The Exorcism of Karen Walker – Film Review
The Exorcism of Karen Walker
Director: Steve Lawson
Stars: Shane Taylor, Janine Nerissa, Rula Lenska
by Roger Crow / @RogerCrow
No, it’s not a Hallowe’en edition of Will and Grace featuring Megan Mullally’s namesake alter ego, but a British chiller which centres on the eponymous young woman and her spiritual problems.
Key protagonist is Karen’s brother Mitch (Shane Taylor, who looks like a young Dean Stockwell – remember him from assorted David Lynch projects and Quantum Leap?). He and his pregnant British wife Diane (Janine Nerissa) move into a creepy old house, which looks like it’s in London. At first The Exorcism of Karen Walker looks like a remake of Hellraiser, with a similar set-up. (The house and hallway even look the same as Clive Barker’s seminal 1987 classic).

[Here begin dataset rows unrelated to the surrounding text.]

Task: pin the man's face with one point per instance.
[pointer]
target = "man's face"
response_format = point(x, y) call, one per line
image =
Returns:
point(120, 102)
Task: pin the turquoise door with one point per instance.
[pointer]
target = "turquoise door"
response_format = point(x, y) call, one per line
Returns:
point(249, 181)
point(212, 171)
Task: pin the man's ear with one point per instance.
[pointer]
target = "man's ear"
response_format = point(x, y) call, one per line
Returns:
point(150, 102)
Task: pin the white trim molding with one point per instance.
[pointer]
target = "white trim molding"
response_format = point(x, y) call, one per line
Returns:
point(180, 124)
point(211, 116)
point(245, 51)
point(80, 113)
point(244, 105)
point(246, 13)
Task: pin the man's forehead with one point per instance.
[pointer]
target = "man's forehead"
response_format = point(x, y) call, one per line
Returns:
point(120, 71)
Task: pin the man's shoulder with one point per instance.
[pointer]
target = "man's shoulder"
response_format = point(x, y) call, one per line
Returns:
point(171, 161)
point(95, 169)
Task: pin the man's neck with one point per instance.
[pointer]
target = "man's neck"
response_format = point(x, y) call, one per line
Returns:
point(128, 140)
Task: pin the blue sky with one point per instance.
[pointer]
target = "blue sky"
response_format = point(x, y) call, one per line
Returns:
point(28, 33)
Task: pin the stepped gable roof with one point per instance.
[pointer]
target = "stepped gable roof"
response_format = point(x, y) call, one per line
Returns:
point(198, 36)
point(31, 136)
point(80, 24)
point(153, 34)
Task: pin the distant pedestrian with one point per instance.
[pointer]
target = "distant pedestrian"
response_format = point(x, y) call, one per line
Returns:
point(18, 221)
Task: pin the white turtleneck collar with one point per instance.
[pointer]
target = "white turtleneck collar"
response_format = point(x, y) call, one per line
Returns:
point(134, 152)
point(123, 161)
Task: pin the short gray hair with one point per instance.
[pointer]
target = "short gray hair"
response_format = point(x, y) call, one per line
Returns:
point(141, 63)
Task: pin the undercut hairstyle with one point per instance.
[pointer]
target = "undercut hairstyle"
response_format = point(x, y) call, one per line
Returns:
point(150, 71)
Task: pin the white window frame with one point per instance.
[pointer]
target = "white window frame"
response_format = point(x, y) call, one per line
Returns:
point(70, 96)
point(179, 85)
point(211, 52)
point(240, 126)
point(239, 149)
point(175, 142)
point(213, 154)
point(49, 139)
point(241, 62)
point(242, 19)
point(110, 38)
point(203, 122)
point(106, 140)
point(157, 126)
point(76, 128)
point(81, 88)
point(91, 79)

I’m guessing London is doubling for the US as psychic Rula Lenska charges in dollars, though she might be just a very savvy businesswoman catering for international clients. The movie takes time setting up its story with lengthy scenes and word-perfect dialogue. Everything has a slightly drawn-out feel, and could have done with some snappier editing.
Anyway, Karen (Denise Moreno) is obviously possessed (thanks to the giveaway title), and with the aid of a special camera (which is like an Instax or Polaroid for Ghostbusters), we can see how freaky her aura is.

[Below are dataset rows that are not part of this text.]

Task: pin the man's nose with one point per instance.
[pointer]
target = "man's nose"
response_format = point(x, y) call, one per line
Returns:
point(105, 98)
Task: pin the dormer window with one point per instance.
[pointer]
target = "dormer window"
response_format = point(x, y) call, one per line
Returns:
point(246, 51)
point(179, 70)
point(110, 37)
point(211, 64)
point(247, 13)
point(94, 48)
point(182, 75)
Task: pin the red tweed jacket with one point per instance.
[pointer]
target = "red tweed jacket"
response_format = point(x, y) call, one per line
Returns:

The film takes place in a world of few people, features barely any establishing shots, and could easily be adapted for a stage play. It’s well lit, the score is great, but punters wanting plenty of scares could be disappointed.

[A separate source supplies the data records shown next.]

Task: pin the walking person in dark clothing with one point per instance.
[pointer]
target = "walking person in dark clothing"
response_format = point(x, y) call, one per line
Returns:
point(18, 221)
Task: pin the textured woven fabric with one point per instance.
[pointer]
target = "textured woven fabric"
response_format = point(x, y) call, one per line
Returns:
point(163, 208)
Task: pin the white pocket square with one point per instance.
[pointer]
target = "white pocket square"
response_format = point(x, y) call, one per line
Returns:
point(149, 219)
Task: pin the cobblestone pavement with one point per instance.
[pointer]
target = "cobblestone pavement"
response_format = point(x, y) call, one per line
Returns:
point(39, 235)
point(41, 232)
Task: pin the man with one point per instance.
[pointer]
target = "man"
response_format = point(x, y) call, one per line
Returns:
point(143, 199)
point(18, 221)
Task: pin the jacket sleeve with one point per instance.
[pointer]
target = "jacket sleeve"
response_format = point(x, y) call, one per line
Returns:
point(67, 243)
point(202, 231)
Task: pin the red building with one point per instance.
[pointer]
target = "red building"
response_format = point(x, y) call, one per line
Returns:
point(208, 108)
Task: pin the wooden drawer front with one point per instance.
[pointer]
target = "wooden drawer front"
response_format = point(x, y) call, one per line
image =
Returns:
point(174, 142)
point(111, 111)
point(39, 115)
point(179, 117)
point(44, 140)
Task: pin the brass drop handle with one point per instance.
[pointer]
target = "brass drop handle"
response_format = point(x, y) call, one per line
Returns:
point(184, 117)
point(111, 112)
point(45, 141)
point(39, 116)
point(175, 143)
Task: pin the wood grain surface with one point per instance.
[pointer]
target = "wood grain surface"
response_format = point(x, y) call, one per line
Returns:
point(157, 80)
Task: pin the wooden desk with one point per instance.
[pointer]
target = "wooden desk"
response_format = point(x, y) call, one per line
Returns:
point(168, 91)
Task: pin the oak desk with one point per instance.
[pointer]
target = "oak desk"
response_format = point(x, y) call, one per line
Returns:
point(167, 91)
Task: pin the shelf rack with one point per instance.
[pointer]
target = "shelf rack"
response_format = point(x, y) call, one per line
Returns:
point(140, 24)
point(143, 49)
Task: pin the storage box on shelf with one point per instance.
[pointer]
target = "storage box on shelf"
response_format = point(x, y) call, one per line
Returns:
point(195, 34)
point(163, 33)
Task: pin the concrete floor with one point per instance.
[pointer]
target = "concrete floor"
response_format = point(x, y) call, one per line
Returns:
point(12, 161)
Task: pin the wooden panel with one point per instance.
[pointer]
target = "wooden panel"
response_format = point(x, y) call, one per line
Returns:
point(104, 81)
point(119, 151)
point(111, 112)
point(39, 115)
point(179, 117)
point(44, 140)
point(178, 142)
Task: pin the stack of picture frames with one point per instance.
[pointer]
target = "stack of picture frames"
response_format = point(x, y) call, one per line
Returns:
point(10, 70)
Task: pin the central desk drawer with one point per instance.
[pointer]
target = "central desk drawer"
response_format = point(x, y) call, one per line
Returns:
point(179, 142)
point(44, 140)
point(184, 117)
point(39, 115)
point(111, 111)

It’s a nuts-and-bolts tale which basically consists of character A delivers vast chunks of exposition; character B listens. Then B talks for a while and A listens. It’s not wrong, but cinema is obviously a visual medium and more ’show’ less ’tell’ would have helped the film enormously.
“A few chills”
The genre has been explored endlessly since William Friedkin’s The Exorcist in 1973, and while he exploited every trick in the book for his shocker, this eschews the usual tropes of night shots, atmospheric lightning, smoke, chilly environments and prosthetics.
There are a few chills here and there, but not enough to satisfy hardcore horror fans. Due to a prolonged set-up and obvious framing of a couple of characters, the obligatory twist is signposted five minutes before the pay-off. Great scares are all in the edit. For example, have a long shot of a parked car in a spy thriller, chances are it will explode, to nobody’s amazement. No explosions here, but a similar framing problem means the twist is pretty much delivered on a plate.
Though clocking in at a lean 80 minutes, with a few more creepy dialogue-free shots in place of the seemingly endless exposition, this could have really taken off instead of taxiing along the suspense runway. If you like horror films that aren’t too scary, this is worth a look, but if you’ve spent decades absorbed by classic Amicus and Hammer offerings, The Exorcism of Karen Walker might test your patience.
“Pumps new blood”
Elvis may have summed it up best: “A little less conversation, a little more action please.”
However, full marks to Hereford Films for taking the Blumhouse approach to horror. Tight, low budget chillers that put bums on seats and should hopefully make enough cash to generate sequels. Anything that pumps new blood into the British horror film industry is all right by me. Hopefully their next offering will be more stalk less talk.